Por Geoffrey A. Fowler e Shira Ovide | The Wall Street Journal

Dispositivos monitoram atitudes e alertam sobre o uso do fio dental, velocidade da mastigação e direção imprudente

Reto Stamm não vive com seus pais há 12 anos. No ano passado, ele comprou um substituto digital para seus progenitores. 

Quando a webcam do seu computador Mac o pegou com um má postura, um software chamado PostureTrack emitiu um barulho. Quando ele passou muito tempo no sofá, um dispositivo do tamanho de um polegar que segue seus movimentos disparou um “você não pode fazer isso”. Quando ele falha com frequência no cumprimento desses objetivos, ou outros, como ir para a cama no horário e usar o fio dental, um site chamado Beeminder, que ajuda a monitorar metas estabelecidas pelo usuário, o multa em pelo menos US$ 5. 

“É como receber um duro conselho de um amigo”, diz Stamm, um desenvolvedor de software de 37 anos da Califórnia. As cutucadas digitais, diz ele, “meio que regem a sua vida”.

 À media que os inventores inserem a internet em cada vez mais coisas, eles estão transformando as pequenas advertências que a sua mãe costumava fazer em um grande negócio. Alguns chamam isso de tecnologia “Mãezona” (Big Mother) – uma referência ao conhecido personagem Grande Irmão (Big Brother) do livro de George Orwell. Mas aqui o objetivo é defender seus interesses. 

Existe um utensílio inteligente chamado HAPIfork que monitora o quão rápido você come, encorajando-o a reduzir o ritmo e mastigar. Em algumas semanas, uma empresa novata chamada Automatic lançará um dispositivo que, conectado ao computador de bordo do carro, emite sons que o seu inventor chama de “sutis deixas de áudio” quando o motorista acelera, pisa no freio com força ou faz outras coisas ao volante que sua mãe não gostaria. 

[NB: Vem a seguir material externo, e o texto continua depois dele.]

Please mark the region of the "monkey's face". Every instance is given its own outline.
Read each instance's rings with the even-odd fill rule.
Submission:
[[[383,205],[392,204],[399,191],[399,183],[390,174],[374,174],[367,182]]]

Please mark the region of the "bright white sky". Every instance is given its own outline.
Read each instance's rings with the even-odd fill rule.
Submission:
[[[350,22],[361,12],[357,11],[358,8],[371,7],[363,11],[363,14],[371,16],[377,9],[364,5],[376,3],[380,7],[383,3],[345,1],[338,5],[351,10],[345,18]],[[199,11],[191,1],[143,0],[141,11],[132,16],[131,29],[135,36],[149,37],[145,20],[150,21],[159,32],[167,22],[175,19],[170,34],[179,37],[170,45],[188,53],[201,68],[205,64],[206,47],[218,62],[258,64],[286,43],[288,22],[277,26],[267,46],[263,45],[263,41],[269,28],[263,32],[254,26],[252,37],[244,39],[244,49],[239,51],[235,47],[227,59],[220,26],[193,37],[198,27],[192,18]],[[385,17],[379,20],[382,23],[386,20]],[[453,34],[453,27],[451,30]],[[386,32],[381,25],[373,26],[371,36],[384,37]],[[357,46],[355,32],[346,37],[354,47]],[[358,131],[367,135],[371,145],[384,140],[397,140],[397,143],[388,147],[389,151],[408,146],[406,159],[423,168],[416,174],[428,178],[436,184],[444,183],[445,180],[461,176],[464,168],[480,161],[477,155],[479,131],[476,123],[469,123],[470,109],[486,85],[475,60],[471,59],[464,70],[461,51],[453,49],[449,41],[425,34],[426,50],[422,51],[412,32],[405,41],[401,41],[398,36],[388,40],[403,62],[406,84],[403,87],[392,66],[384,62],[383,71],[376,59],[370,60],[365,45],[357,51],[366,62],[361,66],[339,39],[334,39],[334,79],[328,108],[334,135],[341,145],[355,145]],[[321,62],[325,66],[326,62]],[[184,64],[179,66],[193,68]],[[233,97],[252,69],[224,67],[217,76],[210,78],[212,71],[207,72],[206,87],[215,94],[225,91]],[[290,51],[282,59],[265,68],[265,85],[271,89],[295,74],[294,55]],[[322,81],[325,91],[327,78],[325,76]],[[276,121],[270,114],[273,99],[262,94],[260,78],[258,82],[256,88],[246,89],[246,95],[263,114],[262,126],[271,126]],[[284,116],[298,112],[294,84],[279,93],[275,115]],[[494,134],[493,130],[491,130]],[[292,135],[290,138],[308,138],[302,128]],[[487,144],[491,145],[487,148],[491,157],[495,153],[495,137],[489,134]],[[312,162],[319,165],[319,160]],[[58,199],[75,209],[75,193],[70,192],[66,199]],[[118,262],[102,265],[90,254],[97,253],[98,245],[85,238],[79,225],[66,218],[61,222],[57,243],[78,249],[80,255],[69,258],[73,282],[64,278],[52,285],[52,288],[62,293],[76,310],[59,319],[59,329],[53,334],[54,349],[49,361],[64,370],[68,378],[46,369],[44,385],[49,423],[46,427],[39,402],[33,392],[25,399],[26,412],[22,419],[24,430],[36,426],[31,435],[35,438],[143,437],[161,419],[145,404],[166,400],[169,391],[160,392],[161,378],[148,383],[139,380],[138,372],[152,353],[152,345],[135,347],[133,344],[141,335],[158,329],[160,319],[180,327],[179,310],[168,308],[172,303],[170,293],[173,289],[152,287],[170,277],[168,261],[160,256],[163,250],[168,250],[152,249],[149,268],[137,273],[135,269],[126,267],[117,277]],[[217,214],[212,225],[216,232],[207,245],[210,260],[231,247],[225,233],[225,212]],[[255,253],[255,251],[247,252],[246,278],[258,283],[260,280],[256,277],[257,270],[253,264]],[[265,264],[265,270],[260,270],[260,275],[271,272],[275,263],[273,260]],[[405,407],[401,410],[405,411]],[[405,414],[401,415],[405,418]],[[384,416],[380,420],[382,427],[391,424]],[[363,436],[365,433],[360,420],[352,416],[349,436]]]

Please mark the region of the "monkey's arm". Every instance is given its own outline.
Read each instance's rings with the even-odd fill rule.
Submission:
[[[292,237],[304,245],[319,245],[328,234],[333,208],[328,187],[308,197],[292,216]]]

Raymond Lancione comprou em dezembro uma escova de dentes que pega no pé dele para que ele melhore a sua higiene bucal. A escova de dente Beam, que custa nos Estados Unidos US$ 50, transmite a um aplicativo de celular, por um sistema sem fio, a frequência e por quanto tempo ele passa escovando os dentes. Ela também marca em vermelho no calendário os dias em que não foi feita a escovação e concede prêmios e elogios quando os objetivos de escovação são alcançados.

 “Agora é possível ter um dispositivo em segundo plano na sua vida que registra tudo o que você faz”, diz o jovem de 23 anos, de Los Angeles. (Sua escova de dentes parou de coletar dados quando a bateria acabou, então ele diz que pode precisar “de um pequeno robô que circule pela casa e troque as baterias”.)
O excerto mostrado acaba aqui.